You and your driver might also hit it off. While some of your potential drivers won’t talk to you, either because they are not interested or because you have no language in common, most people will want to know something about you. Chances are they picked you up because of the company, especially if you’re not from there. Though there are always exceptions to the rule, be ready to provide some entertainment. Who knows, maybe you’ll make a new friend?
Think safety first
Now that you’re ready to try hitchhiking just remember to let your common sense be the final judge when somebody pulls over. Turning down a ride is perfectly fine if your instinct suggests against it.

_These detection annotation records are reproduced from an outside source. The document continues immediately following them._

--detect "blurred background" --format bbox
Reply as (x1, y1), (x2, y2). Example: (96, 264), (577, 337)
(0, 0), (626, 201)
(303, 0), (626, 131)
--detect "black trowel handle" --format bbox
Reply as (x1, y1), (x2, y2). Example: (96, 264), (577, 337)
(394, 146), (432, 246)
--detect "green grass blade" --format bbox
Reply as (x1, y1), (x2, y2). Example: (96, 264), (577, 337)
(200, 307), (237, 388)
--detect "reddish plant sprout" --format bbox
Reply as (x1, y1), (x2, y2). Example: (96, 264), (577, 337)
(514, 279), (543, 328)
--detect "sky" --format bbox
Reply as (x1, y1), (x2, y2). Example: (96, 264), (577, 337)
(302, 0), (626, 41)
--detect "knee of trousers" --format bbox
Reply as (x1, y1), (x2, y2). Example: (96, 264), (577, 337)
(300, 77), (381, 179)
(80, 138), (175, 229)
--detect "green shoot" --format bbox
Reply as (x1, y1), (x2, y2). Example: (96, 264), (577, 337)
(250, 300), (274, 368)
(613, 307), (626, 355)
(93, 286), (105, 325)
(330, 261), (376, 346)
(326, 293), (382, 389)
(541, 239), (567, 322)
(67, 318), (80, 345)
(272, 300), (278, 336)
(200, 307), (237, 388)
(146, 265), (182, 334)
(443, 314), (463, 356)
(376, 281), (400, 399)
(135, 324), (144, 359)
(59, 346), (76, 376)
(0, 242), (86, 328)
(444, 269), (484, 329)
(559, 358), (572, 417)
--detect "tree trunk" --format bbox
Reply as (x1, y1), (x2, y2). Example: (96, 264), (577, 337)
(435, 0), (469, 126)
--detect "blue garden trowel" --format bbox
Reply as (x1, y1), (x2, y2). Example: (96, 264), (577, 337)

I’ve never had a bad experience hitchhiking but am aware that others have. Generally speaking, it is unfortunately less safe for girls to hitchhike alone than for guys, but we are not exempt from danger either. If you’re a first timer you can also try it with a partner. You can use Couchsurfing to find one. And while hitchhiking is not about competing, there’s also an annual hitchhiking competition in Germany every August.
Most importantly, be prepared for the unexpected: I never expected to find myself stranded at a gas station in the outskirts of Edirne, Turkey at midnight but it did happen. That’s just the nature of the beast.
All in all, hitchhiking can be a very enriching experience, and anybody, including YOU, can do it. Try it when you travel, even if it’s only once. Just get out there and catch that ride!